Os últimos dois pisos do museu são ocupados na totalidade pela exposição principal, intitulada Batalha pelo Conteúdo. Esta expressão criada por Alves Redol evoca uma das maiores discussões dentro do movimento neorealista já que, para uns, devia privilegiar o conteúdo - a arte útil, muito politizada - e para outros também não poderia esquecer a forma – a arte pela arte. O terceiro andar foca-se, sobretudo, na primeira perspetiva e começa por recuar até à génese desta corrente artística, associada a artigos literários em jornais da época (como O Diabo ou O Sol Nascente) e ao lançamento de dois livros icónicos: Gaibéus, de Alves Redol, e Esteiros, de Soeiro Pereira Gomes -, este último inspirado nos “meninos que nunca foram homens” dos esteiros do Tejo.

Depois de lembrados outros escritores neorealistas, como Manuel da Fonseca, Bento de Jesus Caraça ou José Rodrigues Miguéis, chegamos a uma área sobre a censura que recorda a ligação quase umbilical deste movimento à resistência anti-fascista. Segue-se um espaço dedicado à música, onde se fazem ouvir Zeca Afonso e Lopes-Graça, e outro sobre as artes plásticas, com trabalhos de Álvaro Cunhal ou Júlio Pomar. Por aqui se começa a perceber a multidisciplinaridade do neorealismo.

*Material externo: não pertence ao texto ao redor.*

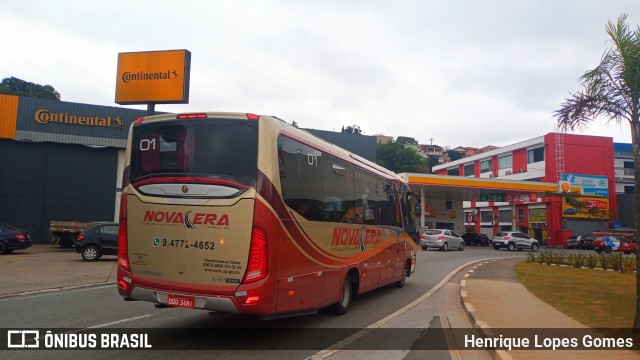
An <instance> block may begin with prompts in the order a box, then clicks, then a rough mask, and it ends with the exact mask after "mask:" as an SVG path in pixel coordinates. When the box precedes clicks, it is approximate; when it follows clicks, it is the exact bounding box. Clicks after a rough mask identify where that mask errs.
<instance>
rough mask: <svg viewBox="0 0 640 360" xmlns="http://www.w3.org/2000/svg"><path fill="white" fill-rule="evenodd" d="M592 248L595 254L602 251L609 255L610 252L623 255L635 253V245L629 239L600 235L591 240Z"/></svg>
mask: <svg viewBox="0 0 640 360" xmlns="http://www.w3.org/2000/svg"><path fill="white" fill-rule="evenodd" d="M593 248H594V249H595V251H596V252H597V253H601V252H603V251H604V252H605V253H607V254H609V253H611V252H612V251H621V252H623V253H625V254H631V253H635V252H636V243H635V241H634V240H633V239H630V238H625V237H618V236H611V235H601V236H597V237H596V238H595V240H593Z"/></svg>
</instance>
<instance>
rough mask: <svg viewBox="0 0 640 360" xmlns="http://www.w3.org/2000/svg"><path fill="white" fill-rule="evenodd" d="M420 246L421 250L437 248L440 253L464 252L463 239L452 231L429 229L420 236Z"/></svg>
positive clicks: (457, 234)
mask: <svg viewBox="0 0 640 360" xmlns="http://www.w3.org/2000/svg"><path fill="white" fill-rule="evenodd" d="M420 246H421V247H422V250H428V249H429V248H438V249H440V250H442V251H447V250H449V249H450V248H451V249H458V250H460V251H463V250H464V239H462V238H461V237H460V236H459V235H458V234H456V233H455V232H454V231H453V230H447V229H430V230H427V231H425V232H424V233H423V234H422V236H420Z"/></svg>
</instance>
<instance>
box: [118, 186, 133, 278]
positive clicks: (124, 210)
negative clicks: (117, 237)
mask: <svg viewBox="0 0 640 360" xmlns="http://www.w3.org/2000/svg"><path fill="white" fill-rule="evenodd" d="M119 218H120V226H119V227H118V264H119V265H120V267H122V268H123V269H125V270H127V271H131V267H130V266H129V251H128V250H129V249H128V246H127V193H122V196H121V197H120V216H119Z"/></svg>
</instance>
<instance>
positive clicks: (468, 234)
mask: <svg viewBox="0 0 640 360" xmlns="http://www.w3.org/2000/svg"><path fill="white" fill-rule="evenodd" d="M461 237H462V239H464V242H465V244H467V245H483V246H487V245H489V244H491V240H490V239H489V237H488V236H487V235H485V234H478V233H473V232H472V233H464V234H462V236H461Z"/></svg>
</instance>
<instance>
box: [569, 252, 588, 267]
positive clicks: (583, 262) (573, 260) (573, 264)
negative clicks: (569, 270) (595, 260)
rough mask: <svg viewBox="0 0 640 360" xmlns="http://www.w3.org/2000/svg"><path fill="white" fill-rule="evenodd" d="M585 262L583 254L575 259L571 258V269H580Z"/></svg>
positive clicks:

Já no quarto piso explica-se a evolução do movimento em busca da arte em si (a forma como complemento ao conteúdo) e alguns dos autores que o concretizaram, como Carlos de Oliveira ou Urbano Tavares Rodrigues. Mas também se destaca a literatura infanto-juvenil (muitos recordar-se-ão do livro Constantino, Guardador de Vacas e de Sonhos), o teatro (Bernardo Santareno é incontornável) e o cinema de Manuel de Guimarães, o único realizador português que levou obras neorealistas à tela. O ponto final da exposição evoca a herança do movimento não só para o futuro da literatura – autores como Manuel Alegre, Ary dos Santos ou Baptista Bastos perpetuaram a sua estética e ideais – mas da própria história portuguesa, que virou uma página com o 25 de Abril. Sim, a Revolução dos Cravos também tem o seu quê de neorealista.

Números entre palavras

E que herança deixa o museu para o futuro? Para lá do testemunho histórico e pedagógico das exposições este espaço municipal também realiza inúmeras atividades, como debates ou sessões de leitura, além da produção cultural inerente à edição de catálogos sobre o neorealismo. No fundo, trata-se de trazer visibilidade a um vasto e valioso acerco com mais de 110 mil documentos e 25 espólios de artistas. Um deles, o de Manuel da Fonseca, foi entregue em mãos pelo próprio escritor no antigo centro de documentação (o precursor do museu) antes de morrer. Hoje ha de estar orgulhoso com o destino que lhe deu.